2020-01-08T102213Z_1373740858_RC2MBE9FBK7A_RTRMADP_3_BRITAIN-TRAVELEX-(Read-Only)
A passenger walks past a Travelex currency exchange at Manchester Airport in Manchester, Britain. Image Credit: Reuters

LONDON: Staff at foreign exchange firm Travelex are using pen and paper to serve thousands of customers worldwide after the company confirmed cyber hackers were holding its systems to ransom.

The currency trader, which also provides forex services for Virgin Money and the banking arms of British retailers Tesco and Sainsbury, said on Tuesday a software virus identified on Jan 2 was a ransomware attack.

The incident forced Travelex to take all its systems offline, causing chaos for New Year holidaymakers and business travellers and triggering criminal investigations led by Britain’s National Crime Agency and London’s Metropolitan Police.

Travelex’s parent company Finablr Plc said on Wednesday it did not expect to suffer any material financial impact from the incident, which used a type of ransomware called Sodinokibi in an attempt to encrypt customer data.

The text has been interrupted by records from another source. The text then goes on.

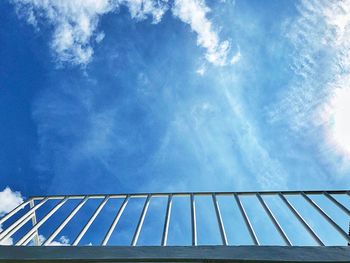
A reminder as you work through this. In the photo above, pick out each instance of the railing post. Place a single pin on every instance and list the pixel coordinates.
(34, 221)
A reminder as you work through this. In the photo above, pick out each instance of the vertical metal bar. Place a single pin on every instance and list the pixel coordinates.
(335, 201)
(301, 220)
(26, 238)
(115, 221)
(140, 223)
(65, 222)
(274, 220)
(246, 220)
(21, 221)
(167, 220)
(36, 236)
(219, 219)
(193, 220)
(14, 211)
(91, 220)
(325, 216)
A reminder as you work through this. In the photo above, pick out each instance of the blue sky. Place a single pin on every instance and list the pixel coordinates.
(118, 96)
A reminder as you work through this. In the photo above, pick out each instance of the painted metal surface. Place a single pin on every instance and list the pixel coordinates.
(33, 204)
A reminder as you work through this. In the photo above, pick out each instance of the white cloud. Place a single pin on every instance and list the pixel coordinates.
(8, 201)
(75, 24)
(317, 98)
(140, 9)
(236, 58)
(193, 12)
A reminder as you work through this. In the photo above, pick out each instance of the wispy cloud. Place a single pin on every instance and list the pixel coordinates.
(75, 24)
(8, 200)
(194, 13)
(313, 104)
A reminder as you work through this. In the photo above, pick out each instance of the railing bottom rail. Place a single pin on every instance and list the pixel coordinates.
(175, 254)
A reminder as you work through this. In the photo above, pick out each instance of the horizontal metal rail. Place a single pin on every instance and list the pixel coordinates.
(13, 227)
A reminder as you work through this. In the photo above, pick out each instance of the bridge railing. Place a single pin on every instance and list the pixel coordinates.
(31, 235)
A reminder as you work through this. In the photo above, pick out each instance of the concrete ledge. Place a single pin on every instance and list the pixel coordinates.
(13, 254)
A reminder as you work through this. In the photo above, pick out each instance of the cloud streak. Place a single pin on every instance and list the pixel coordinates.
(75, 24)
(194, 13)
(313, 103)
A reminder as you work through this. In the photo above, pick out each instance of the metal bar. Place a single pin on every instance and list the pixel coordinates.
(219, 219)
(14, 211)
(91, 220)
(115, 221)
(140, 223)
(36, 235)
(165, 194)
(167, 220)
(301, 220)
(65, 222)
(329, 220)
(193, 220)
(274, 220)
(26, 238)
(21, 221)
(335, 201)
(246, 220)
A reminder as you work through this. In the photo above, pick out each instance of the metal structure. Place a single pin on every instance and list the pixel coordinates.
(33, 204)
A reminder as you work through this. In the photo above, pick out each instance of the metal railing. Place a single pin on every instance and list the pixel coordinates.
(21, 217)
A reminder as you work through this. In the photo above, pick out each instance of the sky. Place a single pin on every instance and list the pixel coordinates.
(116, 96)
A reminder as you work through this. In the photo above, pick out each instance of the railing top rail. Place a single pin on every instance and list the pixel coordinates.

Finablr’s shares fell almost 20 per cent to a record low on Wednesday. The slump was exacerbated by two major investors selling shares worth about $72 million in the payments firm.

Travelex said it had contained the spread of the ransomware, also known as REvil, and that there was no evidence yet that any data had been stolen.

A spokesperson for Virgin Money said investigations by Travelex were ongoing, with no confirmed timescales for resolution.

“As this is a global Travelex issue, customers are currently unable to place orders via the Virgin Money Travel Money website (or any Travelex website) or the contact centre. However, customers can process orders at a Travelex Bureau directly,” Virgin Money said.

Spokespeople for Tesco and Sainsbury could not immediately be reached for comment.

Travelex, which had computer specialists and external cybersecurity experts work on isolating the virus, is gradually restoring a number of internal systems and is working to resume normal operations as quickly as possible.

Global companies are increasingly facing ransom-demanding hackers who cripple businesses’ technology systems and only stop after receiving substantial payments.

These hackers use malicious programmes known as ransomware to take down systems controlling everything from supply chains to payments to manufacturing.

The hackers have grown more sophisticated during the past year, cybersecurity experts say, shifting from individuals and mom-and-pop operations to larger companies that can afford bigger ransoms.

In August, hundreds of dental offices around the United States found they could no longer access their patient records because of a Sodinokibi attack, according to Malwarebytes, which sells cybersecurity software.

Finablr’s other six brands — UAE Exchange, Xpress Money, Unimoni, Remit2India, Ditto and Swych, are not affected and are operating normally, it said.